Der israelische Fußballverband verbreitete Namen und Fotos von verschleppten Menschen, dazu die Botschaft: „Geiseln können nicht sprechen.“ Daneben wurden Porträts von Fußballern platziert. Die bekannteren Nationalspieler Israels, die im Ausland spielen, verbreiten diese Botschaften in sozialen Medien: Manor Solomon von Tottenham Hotspur, Daniel Peretz vom FC Bayern oder Oscar Gloukh von RB Salzburg. Auch der erfolgreichste israelische Trainer, Barak Bakhar, zurzeit bei Roter Stern Belgrad, spricht öffentlich über den Krieg. Zum Beispiel über die 22 Jahre alte Enkelin des ehemaligen Nationaltrainers Shlomo Scharf, die von der Hamas getötet wurde.

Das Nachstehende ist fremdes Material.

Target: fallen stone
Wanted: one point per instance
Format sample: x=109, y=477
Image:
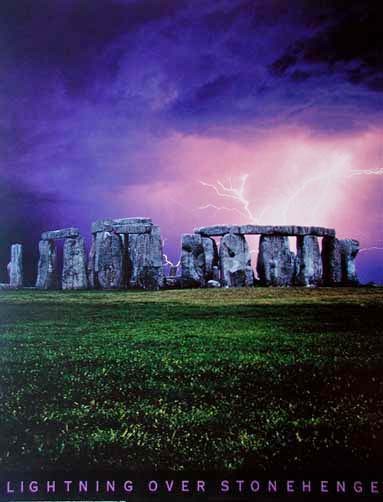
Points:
x=308, y=261
x=331, y=261
x=16, y=266
x=47, y=276
x=349, y=248
x=192, y=260
x=74, y=274
x=276, y=263
x=211, y=256
x=64, y=233
x=235, y=261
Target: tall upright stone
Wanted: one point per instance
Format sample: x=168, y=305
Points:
x=349, y=248
x=192, y=260
x=235, y=261
x=47, y=276
x=16, y=266
x=308, y=261
x=108, y=261
x=211, y=256
x=74, y=274
x=276, y=263
x=145, y=260
x=331, y=261
x=92, y=275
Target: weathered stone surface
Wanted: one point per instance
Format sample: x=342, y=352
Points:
x=74, y=274
x=16, y=266
x=211, y=256
x=145, y=260
x=216, y=275
x=64, y=233
x=292, y=230
x=217, y=230
x=308, y=261
x=92, y=275
x=235, y=261
x=192, y=260
x=110, y=223
x=108, y=261
x=276, y=263
x=213, y=284
x=332, y=261
x=47, y=276
x=133, y=228
x=349, y=248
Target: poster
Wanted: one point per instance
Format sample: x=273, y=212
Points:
x=191, y=250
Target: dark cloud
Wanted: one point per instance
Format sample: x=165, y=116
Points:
x=347, y=42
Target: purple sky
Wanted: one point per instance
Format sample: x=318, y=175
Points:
x=114, y=108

In Israel hält die Fußballgemeinde zusammen, doch in Europa stößt sie auf Widerstände. Bei Celtic Glasgow schwenken Ultras seit Jahren palästinensische Fahnen, weil sie angeblich auf der Seite der „Unterdrückten“ stehen wollen. Bei einem Spiel am 7. Oktober, als die Lage im Süden Israels noch nicht absehbar war, forderten Celtic-Fans einen „Sieg des Widerstandes“. Darüber zeigte sich der israelische Spieler Liel Abada, der seit 2021 für Celtic spielt, enttäuscht. Nach den israelischen Bombardierungen auf Gaza forderten einige Celtic-Anhänger die Entlassung Abadas.

Auch in Spaniens kochen die Emotionen hoch. Der israelische Stürmer Shon Weissman, der für den FC Granada spielt, soll für feindselige Posts gegen Palästinenser angezeigt worden sein. Weissman erhielt Drohungen. Auf Empfehlung der Sicherheitsbehörden nahm er nicht am Spiel bei CA Osasuna in Pamplona teil, wo Fans wiederholt palästinensische Flaggen geschwenkt haben.

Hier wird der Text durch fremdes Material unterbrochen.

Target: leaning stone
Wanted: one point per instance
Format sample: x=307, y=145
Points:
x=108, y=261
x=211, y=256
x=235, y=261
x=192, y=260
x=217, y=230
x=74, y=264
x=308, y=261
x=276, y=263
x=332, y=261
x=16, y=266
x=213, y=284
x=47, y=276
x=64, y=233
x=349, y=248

Anders ist es in der Türkei, wo sich Präsident Erdogan scharf von Israel abgrenzt. Auch die Süper Lig bekundete mit Aktionen ihre Solidarität mit den Palästinensern, unter anderem mit Schweigeminuten und Bannern. Weil der Terror der Hamas dabei nicht erwähnt wurde, boykottierten die israelischen Spieler Ramzi Safuri und Sagiv Jehezkel ein Spiel ihres Clubs Antalyaspor.

Keine Normalität mehr

„Seit Beginn des Krieges gibt es keine Normalität mehr“, sagt der israelische Historiker Moshe Zimmermann, der sich seit Jahren auch mit Fußball befasst. Und: In Israel werde genau wahrgenommen, wo Solidarität geäußert wird. In England zögerte die Premier League, bis sie mit deutlichen Statements an die Öffentlichkeit ging. Fans des FC Liverpool wurden offenbar daran gehindert, eine Trauerbotschaft für ermordete Israelis im Stadion aufzuhängen. In Deutschland hingegen lud Borussia Dortmund Verwandte israelischer Opfer ins Stadion ein.

Die Nationalspieler, die bei israelischen Clubs unter Vertrag stehen, haben in den vergangenen Wochen keine Pflichtspiele bestritten. Dutzende ihrer Fans wurden beim Angriff der Hamas getötet, daran erinnern die Vereine mit regelmäßigen Videobotschaften. Trotz allem kann sich das israelische Nationalteam in den vier Spielen in zehn Tagen von Sonntag an zum ersten Mal für eine Europameisterschaft qualifizieren.